Read our market review and find out all about our theme of the week in MyStratWeekly with our experts Stéphane Déo, Axel Botte, Aline Goupil-Raguénès and Zouhoure Bousbih.
This week :
Topic of the week: Recession? The market view
- The curve inversion is very peculiar, and we are therefore cautious about the signal sent in terms of future recession.
- However, using a broader approach to market movements, we conclude that a recession is likely.
- Hence the acceleration of the Fed which knows it has little time to normalize its rates.
- However, it seems difficult to have both a soft landing of the economy and a monetary policy that is sufficiently restrictive to reduce inflation.
Market review: Biden aims at cheaper oil
- The Fed will reduce its balance sheet by $95 bn per month from May;
- Sharp rise in the T-note yield towards 2.70%;
- OAT hit by uncertainty surrounding presidential elections;
- Equities: the lack of visibility favors the quality factor.
Chart of the week
According to US government debt holding data, over the past two years the Fed, through its QE, has absorbed two-thirds of Treasury’s net supply.
It should also be added that foreigners have been net sellers (albeit marginally) for almost a decade.

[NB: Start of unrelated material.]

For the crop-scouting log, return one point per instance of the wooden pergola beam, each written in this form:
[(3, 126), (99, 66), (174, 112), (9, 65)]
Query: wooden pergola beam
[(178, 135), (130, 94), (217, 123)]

Of course the deficits should be reduced and the net paper issue should therefore be reduced. The fact remains that the supply of paper will have to be absorbed primarily by the American private sector. We think of pension funds. But the market may be tight and the term premium may be affected.
Figure of the week
A somewhat surreal figure, inflation in industry reached 31.4% in February. With the Ukrainian crisis it is possible that this figure will continue to grow.